Premise

A premise (Latin praemissa " the advance Skillful " ) or antecedent is called in logic a requirement or acceptance. It is a statement from a logical conclusion is drawn.

Example: From " All men are mortal " and " Socrates is a man " follows " Socrates is mortal ". The first two statements are the premises, the latter statement is the implication or inference.

Premises and truth

If the premises are in a valid conclusion true, the conclusion must be true. An example of this is the above-mentioned conclusion that from the " All men are mortal " and " Socrates is a man " follows " Socrates is mortal ". However, the converse is not true: If the premises (or some of the premises ) is false, does not apply necessarily mean that the conclusion is false. For example, it follows from "All men are Greeks " and " Socrates is a man ", the sentence " Socrates is Greek". Here is a premise is false, but the conclusion is true.

Premises therefore do not need to be necessarily true. On the contrary, it is occasionally premises from which one knows that they are wrong. This is, for example, in the proof technique of indirect proof of the case in which starting from a false assumption with the aim to refute this. Perhaps the best known example of an indirect proof is the theorem of Euclid, in which it is proved that there are infinitely many prime numbers.

Symbolic representation

A conclusion is symbolically represented as follows:

Read: It follows from.

A conclusion can therefore have several premises; but instead there is usually assume that it has only one conclusion. But this is basically the Convention, there is no reason in principle why a conclusion should not have multiple conclusions.
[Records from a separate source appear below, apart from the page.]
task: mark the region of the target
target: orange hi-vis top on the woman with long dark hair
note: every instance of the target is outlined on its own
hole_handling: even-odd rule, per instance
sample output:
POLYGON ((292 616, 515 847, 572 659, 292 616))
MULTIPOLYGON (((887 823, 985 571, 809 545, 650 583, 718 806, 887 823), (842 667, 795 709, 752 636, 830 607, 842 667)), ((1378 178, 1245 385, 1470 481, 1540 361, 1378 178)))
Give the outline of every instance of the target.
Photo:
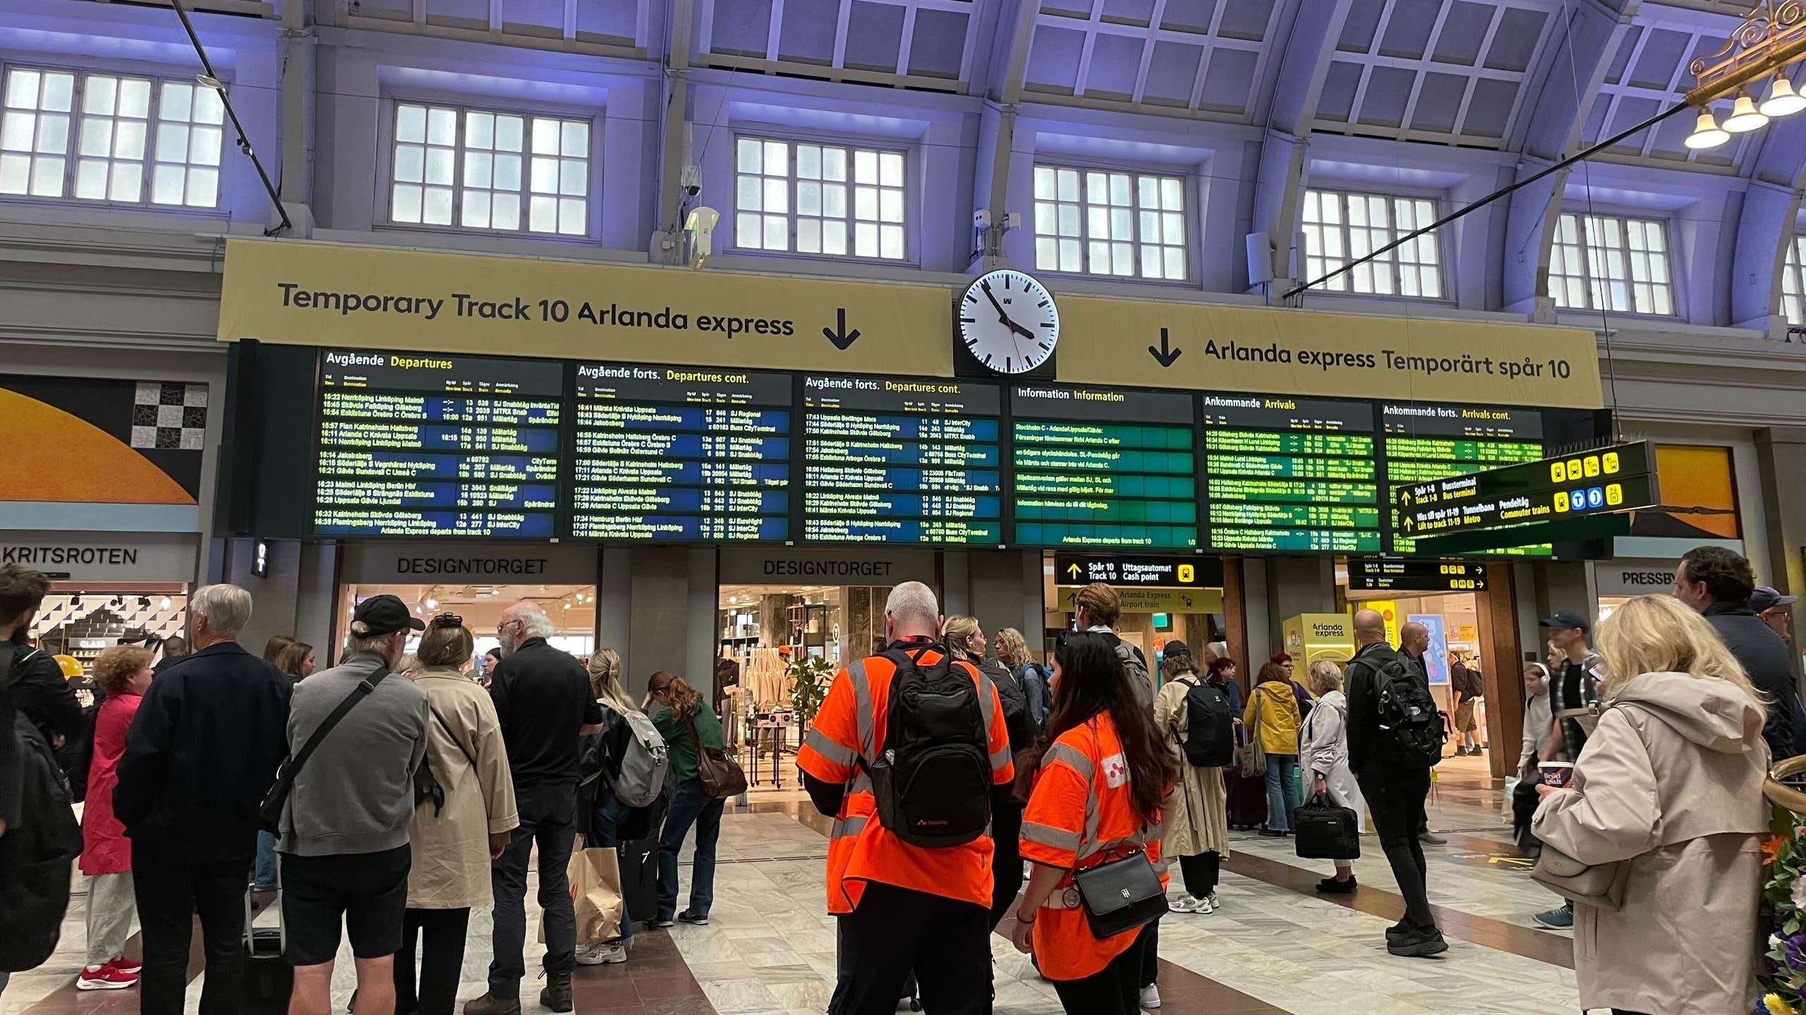
POLYGON ((1067 872, 1035 914, 1035 959, 1051 981, 1102 972, 1140 936, 1138 928, 1098 941, 1078 905, 1073 871, 1145 849, 1159 883, 1167 883, 1159 820, 1141 825, 1129 780, 1129 760, 1109 713, 1060 733, 1035 773, 1035 791, 1022 813, 1022 860, 1067 872))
Dependence and freedom of premises

At the conclusion presented above one says that the conclusion follows from the premises. This does not mean that the conclusion is actually true or even must always be true; Nor does it mean that the conclusion could only be true if the premises are true. Rather, it simply means that under the condition that all the premises are true, the conclusion is necessarily true.
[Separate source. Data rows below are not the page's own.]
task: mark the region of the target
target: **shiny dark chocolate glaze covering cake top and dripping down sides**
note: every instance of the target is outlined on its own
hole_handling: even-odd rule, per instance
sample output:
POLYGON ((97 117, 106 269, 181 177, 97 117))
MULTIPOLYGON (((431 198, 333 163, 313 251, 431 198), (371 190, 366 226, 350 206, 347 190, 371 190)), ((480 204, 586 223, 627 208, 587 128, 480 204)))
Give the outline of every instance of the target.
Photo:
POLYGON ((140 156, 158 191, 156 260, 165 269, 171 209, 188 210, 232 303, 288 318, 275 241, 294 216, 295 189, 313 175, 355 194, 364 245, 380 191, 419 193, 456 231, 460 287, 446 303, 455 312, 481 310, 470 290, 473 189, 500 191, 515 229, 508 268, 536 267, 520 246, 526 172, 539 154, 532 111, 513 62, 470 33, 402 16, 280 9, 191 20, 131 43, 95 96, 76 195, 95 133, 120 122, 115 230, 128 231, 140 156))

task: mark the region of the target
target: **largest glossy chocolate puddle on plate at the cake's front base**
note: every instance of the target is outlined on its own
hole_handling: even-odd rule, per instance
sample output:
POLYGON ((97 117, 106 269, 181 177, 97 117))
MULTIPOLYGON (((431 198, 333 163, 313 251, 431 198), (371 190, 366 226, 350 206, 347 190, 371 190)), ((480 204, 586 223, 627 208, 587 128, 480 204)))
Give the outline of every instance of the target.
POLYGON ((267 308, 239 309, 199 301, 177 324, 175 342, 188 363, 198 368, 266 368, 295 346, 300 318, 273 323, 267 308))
In many logical systems, as in the classical propositional and predicate logic, the deduction theorem applies. It says that it is permissible, one of the premises in the form of the antecedent of " if-then " construction (fachsprachlich material implication or conditional called ) to move in the conclusion, so the argument:

Proceed to the argument:

This was the former premise to the antecedent, the former conclusion B to the postscript of the conditional tense (read: "If An, then B"), which forms the premise of the new argument.

On the deduction theorem is based, among other things, the calculi of natural deduction.

Another way to reduce the number of premises without affecting the validity of the argument, results, if it is possible to derive one of the premises of the other, ie if the following applies:

In this case, the premise is superfluous (fachsprachlich: dependent) and can also be deleted from the assumption set.

History of Philosophy

The term " premise " goes back to the Latin translation of the Arabic literature on Aristotle's syllogistic logic in the 12th century. " Premise " is the translation of the Greek word πρότασις ( protasis, " advance Nifty "). " Premise " are mentioned here both premisses of a syllogism.